Lain lagi dengan kedua adiknya, mereka lebih suka di dalam kamar. Kamar itu mereka sebut dengan nucleus karena itulah mereka berdua dinamakan nucleon. Walaupun begitu, Elektron tahu jika Proton terkadang tertarik dengan aktifitasnya. Sehingga mereka sering mencoba bertemu untuk saling berbagi hati. Sedangkan Neutron dia sangat cuek. Apapun yang terjadi di dalam rumah atom, dia  netral-netral saja.
Bagi keluarga atom, sifat pendiam Proton merupakan sifat yang dianggap positif. Namun bagi Elektron, Proton mempunyai karisma yang membuatnya  terlihat sempurna dibandingkan Neutron. Adanya perbedaan karakter antara Elektron dan Proton membuat mereka saling tertarik. ketertarikan inilah yang membuat beban bagi keduanya karena semestinya itu tidak ada.
~ *** ~
“Aku mohon Proton, cobalah kamu mengerti perasaanku” kata Elektron.
“Maaf Elektron, tanpa kau katakanpun aku tahu perasaanmu karena akupun merasa demikian, tapi itu tak mungkin” jawab Proton setengah tersedu menahan tangisnya.
“Jikalau kita bersatu, maka takkan ada rumah atom lagi” lanjut Proton lirih.

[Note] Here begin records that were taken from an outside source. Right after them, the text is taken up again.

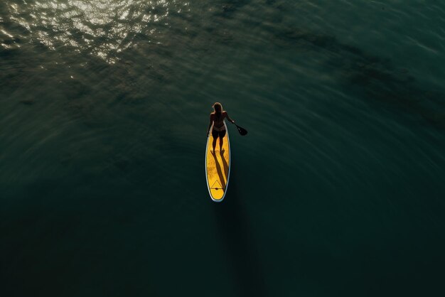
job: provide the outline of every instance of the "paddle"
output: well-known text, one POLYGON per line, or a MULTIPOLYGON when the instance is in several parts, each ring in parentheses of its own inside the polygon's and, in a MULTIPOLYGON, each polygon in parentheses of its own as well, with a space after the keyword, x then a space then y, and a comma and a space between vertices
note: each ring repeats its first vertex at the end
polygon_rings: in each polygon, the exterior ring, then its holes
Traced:
POLYGON ((238 129, 238 132, 240 132, 240 134, 242 136, 244 136, 245 135, 246 135, 247 134, 247 130, 246 130, 245 129, 244 129, 242 127, 240 127, 240 126, 237 125, 235 123, 232 123, 232 124, 233 124, 234 125, 235 125, 237 126, 237 129, 238 129))

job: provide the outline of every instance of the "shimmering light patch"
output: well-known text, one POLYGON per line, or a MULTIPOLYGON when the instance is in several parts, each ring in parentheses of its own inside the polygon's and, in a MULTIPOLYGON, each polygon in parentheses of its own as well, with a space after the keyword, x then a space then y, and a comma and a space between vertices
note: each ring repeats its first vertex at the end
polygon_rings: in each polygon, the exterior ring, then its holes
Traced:
MULTIPOLYGON (((188 3, 181 0, 37 0, 6 7, 10 20, 23 28, 32 42, 52 50, 73 48, 110 63, 116 62, 118 53, 135 45, 138 34, 158 43, 156 33, 169 26, 169 11, 189 9, 188 3)), ((5 48, 12 43, 0 41, 5 48)))

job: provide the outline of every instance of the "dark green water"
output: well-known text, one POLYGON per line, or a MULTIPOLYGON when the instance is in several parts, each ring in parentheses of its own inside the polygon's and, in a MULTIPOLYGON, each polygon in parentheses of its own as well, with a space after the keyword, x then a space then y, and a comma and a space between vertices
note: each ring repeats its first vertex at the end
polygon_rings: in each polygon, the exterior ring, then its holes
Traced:
POLYGON ((444 16, 2 1, 0 296, 444 296, 444 16), (215 101, 249 131, 220 204, 215 101))

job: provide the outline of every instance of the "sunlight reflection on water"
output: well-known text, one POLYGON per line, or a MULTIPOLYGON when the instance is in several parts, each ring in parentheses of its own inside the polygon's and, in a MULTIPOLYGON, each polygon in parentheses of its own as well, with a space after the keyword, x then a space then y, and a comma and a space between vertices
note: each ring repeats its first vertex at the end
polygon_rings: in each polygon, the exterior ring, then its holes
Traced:
MULTIPOLYGON (((110 63, 117 60, 118 53, 134 46, 139 34, 148 42, 159 42, 156 33, 169 27, 170 12, 181 14, 189 8, 186 1, 178 0, 53 0, 6 5, 10 21, 26 28, 32 42, 52 50, 71 47, 110 63)), ((11 48, 14 43, 1 46, 11 48)))

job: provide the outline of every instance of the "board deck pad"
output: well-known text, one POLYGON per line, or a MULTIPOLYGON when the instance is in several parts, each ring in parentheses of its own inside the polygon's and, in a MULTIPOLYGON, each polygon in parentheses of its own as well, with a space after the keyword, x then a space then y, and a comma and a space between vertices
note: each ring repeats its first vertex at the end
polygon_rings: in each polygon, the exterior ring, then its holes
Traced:
POLYGON ((210 135, 208 137, 207 149, 205 150, 205 174, 207 175, 207 187, 210 198, 213 201, 221 202, 224 199, 229 180, 230 172, 230 144, 229 142, 229 133, 227 130, 225 122, 225 135, 222 139, 222 151, 220 150, 220 139, 216 140, 215 153, 212 143, 213 136, 210 129, 210 135))

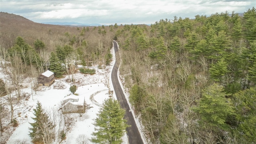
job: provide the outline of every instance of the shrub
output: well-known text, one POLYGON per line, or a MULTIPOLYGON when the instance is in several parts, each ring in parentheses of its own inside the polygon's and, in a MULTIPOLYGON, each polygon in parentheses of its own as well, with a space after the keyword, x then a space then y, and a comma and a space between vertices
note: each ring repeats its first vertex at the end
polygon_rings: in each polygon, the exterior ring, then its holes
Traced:
POLYGON ((71 92, 72 94, 74 94, 75 92, 76 92, 76 86, 73 85, 70 86, 70 88, 69 88, 69 90, 70 91, 70 92, 71 92))
POLYGON ((79 71, 80 72, 82 73, 83 74, 95 74, 96 72, 96 70, 95 69, 90 69, 89 68, 80 68, 79 69, 79 71))

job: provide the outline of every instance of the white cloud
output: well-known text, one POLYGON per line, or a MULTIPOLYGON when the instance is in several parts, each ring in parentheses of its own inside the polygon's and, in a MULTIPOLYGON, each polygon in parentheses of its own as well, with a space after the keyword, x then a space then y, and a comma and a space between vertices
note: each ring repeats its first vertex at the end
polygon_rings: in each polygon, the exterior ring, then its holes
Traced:
POLYGON ((242 12, 256 5, 255 0, 0 0, 1 11, 36 22, 86 20, 102 24, 153 23, 174 16, 193 18, 198 14, 242 12))

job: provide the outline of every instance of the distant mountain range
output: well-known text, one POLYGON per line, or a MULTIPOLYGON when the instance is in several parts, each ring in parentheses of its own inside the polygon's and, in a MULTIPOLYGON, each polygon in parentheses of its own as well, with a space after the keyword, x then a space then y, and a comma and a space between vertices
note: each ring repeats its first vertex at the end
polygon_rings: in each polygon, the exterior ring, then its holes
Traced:
POLYGON ((53 24, 60 26, 101 26, 102 25, 102 24, 98 23, 82 24, 76 22, 42 22, 41 23, 44 24, 53 24))

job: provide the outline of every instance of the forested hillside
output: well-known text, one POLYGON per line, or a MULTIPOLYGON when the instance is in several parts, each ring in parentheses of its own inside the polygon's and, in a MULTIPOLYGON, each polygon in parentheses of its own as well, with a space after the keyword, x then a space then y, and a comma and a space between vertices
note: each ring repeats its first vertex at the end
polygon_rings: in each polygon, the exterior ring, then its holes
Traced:
POLYGON ((117 32, 130 101, 152 143, 255 143, 256 11, 228 14, 117 32))
MULTIPOLYGON (((22 102, 25 77, 36 81, 47 69, 62 77, 77 64, 109 65, 114 39, 130 102, 152 143, 255 144, 256 10, 228 14, 78 27, 1 12, 1 66, 12 85, 0 79, 0 95, 12 91, 10 104, 22 102)), ((2 134, 7 116, 0 106, 2 134)))

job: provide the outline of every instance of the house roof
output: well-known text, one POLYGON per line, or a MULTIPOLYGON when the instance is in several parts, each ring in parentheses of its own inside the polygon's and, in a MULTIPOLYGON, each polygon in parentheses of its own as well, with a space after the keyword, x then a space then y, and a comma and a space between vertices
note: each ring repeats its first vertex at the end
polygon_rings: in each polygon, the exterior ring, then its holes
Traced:
POLYGON ((64 97, 63 101, 68 100, 68 101, 64 104, 62 104, 62 107, 65 106, 68 103, 71 103, 72 105, 74 105, 83 106, 84 105, 84 100, 82 99, 79 99, 77 96, 73 94, 71 94, 64 97), (78 101, 78 102, 74 102, 74 100, 75 100, 78 101))
POLYGON ((46 71, 44 72, 42 74, 42 75, 48 78, 50 76, 53 74, 54 73, 52 72, 51 72, 49 70, 47 70, 46 71))

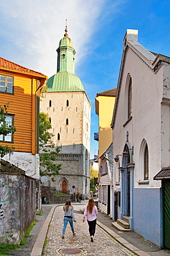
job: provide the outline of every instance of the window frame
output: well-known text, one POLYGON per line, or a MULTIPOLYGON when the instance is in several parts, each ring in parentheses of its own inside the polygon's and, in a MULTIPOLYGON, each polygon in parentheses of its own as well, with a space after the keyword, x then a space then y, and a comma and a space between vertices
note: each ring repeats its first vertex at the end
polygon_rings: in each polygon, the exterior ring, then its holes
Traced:
POLYGON ((132 80, 129 78, 127 94, 127 119, 132 116, 132 80))
MULTIPOLYGON (((6 74, 3 74, 3 73, 0 73, 0 83, 1 83, 1 76, 3 76, 5 77, 5 86, 3 86, 3 85, 1 85, 0 84, 0 93, 9 93, 9 94, 14 94, 14 77, 13 75, 6 75, 6 74), (12 78, 12 87, 8 87, 8 77, 10 77, 10 78, 12 78), (1 91, 1 87, 4 87, 5 88, 5 91, 1 91), (7 91, 7 89, 8 88, 12 88, 12 92, 9 92, 9 91, 7 91)), ((3 81, 3 80, 1 80, 3 81)))
MULTIPOLYGON (((14 126, 14 115, 13 114, 10 114, 10 113, 8 113, 7 115, 6 114, 5 115, 6 117, 8 116, 8 117, 10 117, 11 118, 11 125, 12 125, 12 126, 14 126)), ((4 121, 6 122, 6 121, 4 121)), ((1 124, 0 124, 1 125, 1 124)), ((14 143, 14 133, 10 133, 10 134, 8 134, 7 135, 4 135, 4 134, 1 134, 0 136, 0 142, 1 143, 14 143), (6 140, 6 137, 8 135, 11 134, 11 141, 9 141, 9 140, 6 140), (1 140, 1 136, 2 136, 3 137, 3 139, 1 140)))
POLYGON ((149 151, 147 144, 144 152, 144 181, 149 180, 149 151))

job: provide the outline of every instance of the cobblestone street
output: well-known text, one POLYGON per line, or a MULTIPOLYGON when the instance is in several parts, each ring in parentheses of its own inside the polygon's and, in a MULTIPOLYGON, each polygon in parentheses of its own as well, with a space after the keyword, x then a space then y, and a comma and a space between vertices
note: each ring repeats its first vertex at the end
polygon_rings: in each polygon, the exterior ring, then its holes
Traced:
POLYGON ((135 255, 135 254, 113 239, 101 228, 96 226, 94 243, 90 241, 87 221, 82 222, 85 205, 74 205, 74 223, 76 235, 73 237, 70 224, 65 231, 65 239, 61 238, 63 211, 63 206, 56 207, 47 232, 47 244, 45 248, 45 256, 54 255, 135 255), (63 249, 79 249, 78 253, 62 252, 63 249))

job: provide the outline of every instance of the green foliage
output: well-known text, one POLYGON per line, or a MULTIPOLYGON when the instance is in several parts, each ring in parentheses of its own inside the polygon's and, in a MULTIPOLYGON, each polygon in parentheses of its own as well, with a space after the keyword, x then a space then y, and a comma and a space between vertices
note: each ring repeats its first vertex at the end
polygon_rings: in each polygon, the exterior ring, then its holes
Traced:
MULTIPOLYGON (((8 134, 14 134, 16 131, 15 127, 9 125, 6 122, 6 116, 8 115, 8 109, 9 107, 10 102, 5 104, 3 106, 0 105, 0 135, 8 135, 8 134)), ((4 156, 8 153, 12 153, 14 149, 14 146, 0 145, 0 156, 4 156)))
POLYGON ((96 183, 94 178, 90 179, 90 191, 92 191, 94 194, 96 193, 96 183))
POLYGON ((21 241, 20 244, 16 245, 16 244, 0 244, 0 255, 9 255, 8 253, 7 253, 7 251, 8 250, 14 250, 17 249, 18 248, 21 248, 22 246, 25 244, 25 239, 26 237, 28 237, 30 236, 30 232, 32 230, 34 226, 36 223, 36 221, 34 221, 33 224, 30 226, 30 227, 27 230, 24 237, 21 241))
POLYGON ((43 214, 43 210, 41 210, 39 211, 39 212, 38 213, 38 215, 41 216, 41 215, 42 215, 42 214, 43 214))
POLYGON ((6 253, 8 250, 14 250, 20 247, 21 247, 21 245, 0 244, 0 255, 9 255, 6 253))
POLYGON ((40 176, 52 177, 59 174, 62 164, 54 163, 56 156, 60 152, 60 147, 54 147, 52 141, 53 134, 48 131, 52 128, 49 121, 49 116, 43 112, 40 113, 39 119, 39 142, 40 142, 40 176))

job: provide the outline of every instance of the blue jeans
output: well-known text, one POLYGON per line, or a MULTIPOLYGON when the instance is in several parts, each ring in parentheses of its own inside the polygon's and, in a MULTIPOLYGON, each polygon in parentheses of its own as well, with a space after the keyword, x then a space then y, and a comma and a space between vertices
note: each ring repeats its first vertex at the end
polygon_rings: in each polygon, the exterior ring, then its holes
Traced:
POLYGON ((72 219, 72 218, 67 218, 67 217, 65 217, 64 219, 63 219, 63 221, 64 221, 64 226, 63 226, 63 228, 62 234, 65 235, 65 228, 67 226, 68 222, 70 223, 70 227, 71 227, 72 230, 72 233, 74 234, 74 226, 73 226, 73 219, 72 219))

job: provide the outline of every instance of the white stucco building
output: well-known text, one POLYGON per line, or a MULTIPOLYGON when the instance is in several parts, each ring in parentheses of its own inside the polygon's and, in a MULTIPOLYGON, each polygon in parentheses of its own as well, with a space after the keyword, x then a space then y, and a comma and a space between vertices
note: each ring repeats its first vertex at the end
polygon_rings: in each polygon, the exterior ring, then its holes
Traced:
POLYGON ((170 165, 170 58, 143 47, 136 30, 123 39, 111 127, 118 218, 128 216, 131 230, 169 248, 170 187, 153 178, 170 165))

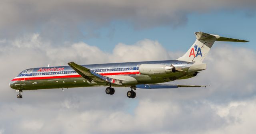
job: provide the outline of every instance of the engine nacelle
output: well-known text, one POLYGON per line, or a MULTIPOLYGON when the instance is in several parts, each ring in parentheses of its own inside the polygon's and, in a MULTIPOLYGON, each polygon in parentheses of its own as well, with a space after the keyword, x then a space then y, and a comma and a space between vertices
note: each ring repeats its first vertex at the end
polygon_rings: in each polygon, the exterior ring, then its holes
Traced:
POLYGON ((139 67, 140 73, 147 75, 165 75, 175 71, 174 67, 162 64, 143 64, 139 67))

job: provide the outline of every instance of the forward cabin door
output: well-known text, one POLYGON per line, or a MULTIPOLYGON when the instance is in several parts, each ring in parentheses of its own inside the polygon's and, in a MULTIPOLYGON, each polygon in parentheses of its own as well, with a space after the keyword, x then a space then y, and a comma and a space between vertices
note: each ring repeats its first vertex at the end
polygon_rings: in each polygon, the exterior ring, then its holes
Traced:
POLYGON ((21 76, 20 77, 20 81, 25 81, 25 76, 26 76, 26 74, 27 73, 27 70, 24 70, 21 73, 21 76))

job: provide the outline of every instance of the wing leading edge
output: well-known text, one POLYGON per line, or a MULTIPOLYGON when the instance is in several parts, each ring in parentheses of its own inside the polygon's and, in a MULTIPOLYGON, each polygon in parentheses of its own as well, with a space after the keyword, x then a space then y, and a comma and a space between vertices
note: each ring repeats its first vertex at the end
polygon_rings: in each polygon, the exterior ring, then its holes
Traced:
POLYGON ((78 74, 90 83, 93 81, 96 83, 107 82, 112 84, 122 85, 122 80, 104 76, 93 72, 86 67, 76 64, 74 62, 70 62, 68 64, 78 74))

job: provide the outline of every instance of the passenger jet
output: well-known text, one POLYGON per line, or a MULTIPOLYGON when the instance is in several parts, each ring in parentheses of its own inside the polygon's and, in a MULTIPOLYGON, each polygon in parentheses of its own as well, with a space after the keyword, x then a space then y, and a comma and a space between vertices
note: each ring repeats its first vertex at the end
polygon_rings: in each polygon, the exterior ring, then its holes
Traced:
POLYGON ((136 89, 206 87, 159 83, 192 78, 206 69, 206 64, 202 62, 215 41, 248 41, 200 32, 195 34, 195 43, 176 60, 86 65, 71 62, 68 66, 33 68, 22 71, 10 86, 19 92, 18 98, 22 98, 22 91, 43 89, 105 86, 106 93, 113 95, 113 87, 130 87, 127 96, 134 98, 136 89))

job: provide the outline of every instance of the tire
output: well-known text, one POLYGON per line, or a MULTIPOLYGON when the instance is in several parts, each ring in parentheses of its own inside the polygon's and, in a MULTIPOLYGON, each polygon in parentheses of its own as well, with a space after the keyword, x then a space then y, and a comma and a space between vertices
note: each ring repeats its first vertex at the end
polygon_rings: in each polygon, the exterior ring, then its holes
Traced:
POLYGON ((129 91, 127 92, 127 93, 126 94, 126 95, 128 98, 131 98, 132 96, 132 92, 131 91, 129 91))
POLYGON ((107 88, 106 89, 106 90, 105 90, 105 92, 106 92, 106 93, 107 94, 109 95, 111 93, 112 90, 110 87, 107 87, 107 88))
POLYGON ((132 91, 132 98, 134 98, 136 97, 136 92, 132 91))
POLYGON ((110 90, 111 92, 110 94, 111 95, 114 95, 114 94, 115 93, 115 89, 114 89, 113 88, 110 88, 110 90))
POLYGON ((17 95, 17 98, 22 98, 22 96, 20 94, 18 94, 17 95))

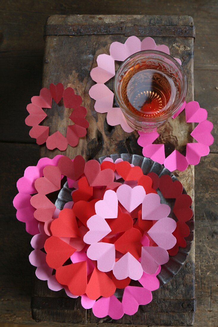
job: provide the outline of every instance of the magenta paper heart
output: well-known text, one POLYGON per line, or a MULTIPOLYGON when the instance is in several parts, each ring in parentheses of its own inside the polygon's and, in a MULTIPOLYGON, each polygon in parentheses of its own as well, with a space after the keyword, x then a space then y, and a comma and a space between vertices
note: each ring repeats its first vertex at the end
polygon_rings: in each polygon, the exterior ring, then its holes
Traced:
POLYGON ((143 287, 127 286, 124 289, 122 304, 124 313, 132 316, 138 311, 139 305, 145 305, 152 301, 150 291, 143 287))
POLYGON ((87 250, 87 256, 96 260, 98 269, 101 271, 110 271, 115 262, 115 246, 109 243, 94 243, 87 250))
POLYGON ((160 204, 158 194, 146 194, 142 203, 142 219, 145 220, 158 220, 168 217, 170 208, 167 204, 160 204))
POLYGON ((92 78, 96 83, 105 83, 115 75, 114 60, 108 55, 99 55, 97 59, 98 66, 90 72, 92 78))
POLYGON ((40 91, 39 96, 31 98, 31 102, 33 104, 41 108, 51 108, 52 97, 49 90, 44 87, 40 91))
POLYGON ((175 150, 169 156, 167 157, 164 161, 164 164, 165 167, 170 171, 173 171, 176 169, 180 171, 184 171, 189 165, 185 157, 177 150, 175 150))
POLYGON ((32 103, 28 104, 26 109, 29 113, 25 120, 25 124, 27 126, 38 125, 47 116, 42 108, 32 103))
POLYGON ((197 164, 201 157, 207 156, 210 152, 209 146, 199 143, 187 143, 186 158, 189 164, 197 164))
POLYGON ((99 242, 111 232, 106 221, 97 215, 88 219, 87 224, 89 231, 83 237, 83 241, 87 244, 92 244, 99 242))
POLYGON ((141 265, 147 274, 155 274, 159 265, 163 265, 169 260, 167 251, 158 246, 144 246, 142 248, 141 265))
POLYGON ((130 133, 134 130, 127 123, 120 108, 111 108, 108 112, 107 119, 109 125, 116 126, 120 124, 124 130, 127 133, 130 133))
POLYGON ((145 191, 141 185, 132 188, 128 185, 123 184, 117 190, 117 196, 122 205, 130 213, 142 203, 145 191))
POLYGON ((96 301, 92 307, 92 312, 98 318, 109 316, 116 320, 121 318, 124 314, 121 302, 114 295, 101 298, 96 301))
POLYGON ((128 38, 124 44, 114 42, 110 47, 110 54, 114 60, 124 61, 130 56, 141 51, 141 41, 136 36, 128 38))
POLYGON ((164 144, 150 144, 143 148, 142 153, 144 157, 150 158, 162 164, 165 160, 164 144))
POLYGON ((106 191, 103 200, 95 204, 95 209, 97 215, 105 219, 117 218, 118 200, 116 192, 112 190, 106 191))
POLYGON ((176 239, 172 234, 176 227, 176 221, 167 217, 158 220, 147 233, 156 244, 165 250, 173 248, 176 239))
POLYGON ((213 125, 209 120, 199 123, 191 133, 191 135, 196 141, 209 146, 213 143, 214 139, 210 132, 213 125))
POLYGON ((96 100, 94 108, 97 112, 107 112, 113 107, 114 95, 104 84, 95 84, 89 92, 91 98, 96 100))
POLYGON ((208 112, 196 101, 190 101, 185 106, 185 115, 187 123, 200 123, 206 120, 208 112))
POLYGON ((119 280, 129 277, 137 281, 142 277, 143 271, 140 262, 127 252, 115 263, 113 272, 119 280))

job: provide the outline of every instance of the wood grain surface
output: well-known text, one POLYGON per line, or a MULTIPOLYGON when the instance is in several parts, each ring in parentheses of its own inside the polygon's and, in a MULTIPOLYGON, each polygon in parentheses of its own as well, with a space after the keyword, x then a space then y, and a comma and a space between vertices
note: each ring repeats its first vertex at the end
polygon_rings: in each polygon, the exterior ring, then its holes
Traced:
MULTIPOLYGON (((70 13, 189 15, 194 18, 196 31, 195 99, 208 110, 208 118, 214 125, 213 134, 215 138, 211 153, 202 158, 195 169, 197 305, 195 325, 217 325, 218 8, 215 0, 1 2, 0 148, 4 154, 0 158, 1 322, 37 323, 32 319, 30 304, 31 274, 34 270, 28 259, 31 250, 31 236, 25 232, 24 224, 16 219, 12 202, 17 192, 16 181, 27 166, 35 164, 38 159, 39 147, 29 136, 29 129, 24 121, 27 115, 26 104, 32 96, 39 93, 41 87, 43 26, 47 18, 51 14, 70 13)), ((180 46, 174 43, 175 49, 180 46)), ((45 322, 37 323, 60 325, 45 322)))

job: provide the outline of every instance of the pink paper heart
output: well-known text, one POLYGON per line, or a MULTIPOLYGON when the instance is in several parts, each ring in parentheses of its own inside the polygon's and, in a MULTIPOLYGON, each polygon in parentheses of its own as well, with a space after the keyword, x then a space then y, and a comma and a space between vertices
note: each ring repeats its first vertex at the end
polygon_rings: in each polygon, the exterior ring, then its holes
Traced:
POLYGON ((170 208, 167 204, 160 204, 158 194, 150 193, 145 196, 142 203, 142 219, 145 220, 158 220, 168 217, 170 208))
POLYGON ((196 165, 199 163, 201 157, 207 156, 210 151, 207 145, 199 143, 187 143, 186 160, 189 164, 196 165))
POLYGON ((177 150, 175 150, 169 156, 167 157, 164 161, 164 164, 165 167, 170 171, 173 171, 176 169, 178 169, 180 171, 183 171, 189 165, 185 157, 177 150))
POLYGON ((83 237, 83 241, 87 244, 92 244, 99 242, 111 232, 106 221, 97 215, 88 219, 87 224, 89 231, 83 237))
POLYGON ((124 313, 131 316, 137 312, 139 305, 145 305, 152 301, 151 292, 143 287, 127 286, 124 289, 122 304, 124 313))
POLYGON ((52 100, 50 91, 45 87, 42 89, 39 96, 35 95, 31 98, 32 103, 41 108, 51 108, 52 100))
POLYGON ((196 141, 209 146, 213 143, 214 139, 210 132, 213 125, 209 120, 199 123, 191 133, 191 135, 196 141))
POLYGON ((117 196, 119 201, 129 212, 131 212, 142 203, 145 191, 141 185, 132 188, 131 186, 123 184, 117 190, 117 196))
POLYGON ((144 157, 150 158, 152 160, 161 164, 163 164, 165 160, 164 144, 150 144, 143 148, 142 153, 144 157))
POLYGON ((155 274, 159 265, 163 265, 169 260, 166 250, 159 247, 144 246, 142 248, 141 264, 145 272, 155 274))
POLYGON ((96 83, 104 83, 115 75, 114 60, 108 55, 99 55, 97 59, 98 66, 90 72, 92 78, 96 83))
POLYGON ((200 123, 206 120, 208 112, 197 101, 191 101, 185 106, 185 115, 187 123, 200 123))
POLYGON ((173 248, 176 239, 172 234, 176 227, 176 221, 167 217, 163 218, 155 223, 147 233, 159 246, 165 250, 173 248))
POLYGON ((115 263, 113 272, 119 280, 129 277, 137 281, 142 277, 143 271, 140 262, 127 252, 115 263))
POLYGON ((116 320, 121 318, 124 314, 121 302, 114 295, 102 297, 96 301, 92 307, 92 312, 98 318, 109 316, 116 320))
POLYGON ((58 130, 49 136, 46 141, 46 146, 49 150, 57 148, 60 151, 64 151, 67 148, 67 144, 66 137, 58 130))
POLYGON ((94 243, 87 250, 87 256, 97 261, 98 269, 101 271, 110 271, 115 262, 115 246, 109 243, 94 243))
POLYGON ((108 124, 111 126, 120 124, 125 132, 131 133, 134 129, 128 124, 120 108, 111 108, 107 114, 108 124))
POLYGON ((116 192, 112 190, 106 191, 103 200, 95 204, 95 209, 97 215, 105 219, 117 218, 118 200, 116 192))

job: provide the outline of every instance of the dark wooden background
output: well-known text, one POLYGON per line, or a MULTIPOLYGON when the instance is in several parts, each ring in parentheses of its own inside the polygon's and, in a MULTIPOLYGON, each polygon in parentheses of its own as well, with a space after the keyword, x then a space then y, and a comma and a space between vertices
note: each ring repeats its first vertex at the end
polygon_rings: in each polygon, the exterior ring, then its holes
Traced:
MULTIPOLYGON (((195 326, 215 327, 218 309, 217 0, 2 0, 0 3, 0 322, 36 324, 31 316, 33 271, 30 235, 15 218, 16 182, 35 165, 39 146, 25 124, 26 106, 41 87, 43 26, 58 14, 188 15, 196 28, 195 100, 214 125, 211 152, 195 168, 196 282, 195 326), (19 246, 15 247, 15 242, 19 246)), ((174 46, 177 45, 175 44, 174 46)), ((72 58, 72 60, 73 59, 72 58)), ((59 324, 43 322, 42 325, 59 324)))

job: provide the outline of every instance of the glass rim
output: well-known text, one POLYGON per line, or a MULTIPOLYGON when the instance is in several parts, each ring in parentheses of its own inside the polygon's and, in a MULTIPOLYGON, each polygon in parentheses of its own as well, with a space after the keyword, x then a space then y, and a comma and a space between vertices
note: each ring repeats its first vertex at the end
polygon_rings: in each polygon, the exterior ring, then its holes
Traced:
POLYGON ((113 91, 114 95, 117 101, 118 104, 121 110, 122 111, 123 110, 128 115, 132 118, 135 119, 137 121, 138 121, 145 122, 147 123, 161 122, 163 121, 165 121, 169 118, 171 118, 179 110, 184 102, 187 92, 187 78, 184 70, 182 67, 181 64, 180 65, 173 57, 170 56, 169 55, 167 54, 167 53, 165 53, 164 52, 163 52, 160 51, 158 51, 157 50, 144 50, 143 51, 139 51, 138 52, 136 52, 135 53, 134 53, 129 56, 129 57, 128 57, 128 58, 127 58, 123 61, 117 71, 115 74, 113 81, 113 91), (163 57, 164 58, 165 57, 166 58, 169 59, 171 61, 173 62, 176 66, 179 71, 181 73, 182 76, 182 79, 184 81, 184 87, 181 90, 181 93, 179 95, 179 96, 177 101, 177 104, 175 106, 175 108, 173 110, 170 111, 170 112, 167 111, 165 113, 164 113, 162 115, 154 118, 145 118, 144 117, 142 117, 138 116, 134 112, 131 112, 130 110, 128 110, 126 108, 123 102, 122 102, 120 101, 120 99, 122 99, 122 98, 121 97, 120 97, 118 95, 117 92, 117 90, 115 86, 116 84, 118 85, 117 83, 117 80, 118 73, 122 70, 124 66, 127 62, 137 55, 138 55, 140 54, 143 55, 144 54, 146 54, 149 53, 159 55, 159 56, 161 55, 162 57, 163 57))

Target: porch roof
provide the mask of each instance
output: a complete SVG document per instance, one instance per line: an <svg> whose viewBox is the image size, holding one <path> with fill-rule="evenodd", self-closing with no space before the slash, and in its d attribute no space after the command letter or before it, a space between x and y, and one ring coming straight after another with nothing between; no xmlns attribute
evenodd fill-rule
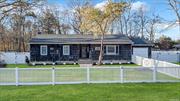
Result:
<svg viewBox="0 0 180 101"><path fill-rule="evenodd" d="M30 44L100 44L101 36L93 35L57 35L57 34L39 34L34 36ZM104 44L133 44L125 35L114 34L105 35Z"/></svg>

Elektron terdiam, dia paham sekali tak mungkin Proton meninggalkan nukleous. tapi ia juga tak mungkin menghapus ketertarikannya pada Proton dengan mudah, Mengacuhkannya saja membuat rasa menjadi gundah. Apalagi harus jauh darinya, pastilah rindu itu ada. Rindu pada perhatiannya, rindu pada cerita manjanya, rindu dengan tatapan penuh rasa rahasia yang dalam.
“Ya sudahlah, biarkanlah perasaan ini tetap ada, toch aku masih bisa memandangmu meski tak mampu bersamamu” ujar Elektron kemudian.
“Kamu tahu Proton, hanya kaulah yang sering datang dalam mimpiku dan memang hanya menjadi mimpiku….” lanjut Elektron menegaskan apa yang dirasakannya selama ini.
Keduanya kini terdiam, diam oleh ketidakberdayaan akan sebuah perasaan yang entah kapan hadir diantara keduanya. Namun mereka paham, kebahagiaan tidak selalu harus menjadi satu tetapi saling mengingatkan ketika salah, memotivasi ketika lelah, memberikan nasehat bijak ketika gundah, semoga semuanya menjadi ajang untuk ibadah. Dari perbedaan inilah yang akan menjadikan mereka dalam satu-kesatuan di rumah atom sehingga mereka dapat menempati posisi, tugas dan fungsinya masing-masing demi berputarnya dunia yang indah.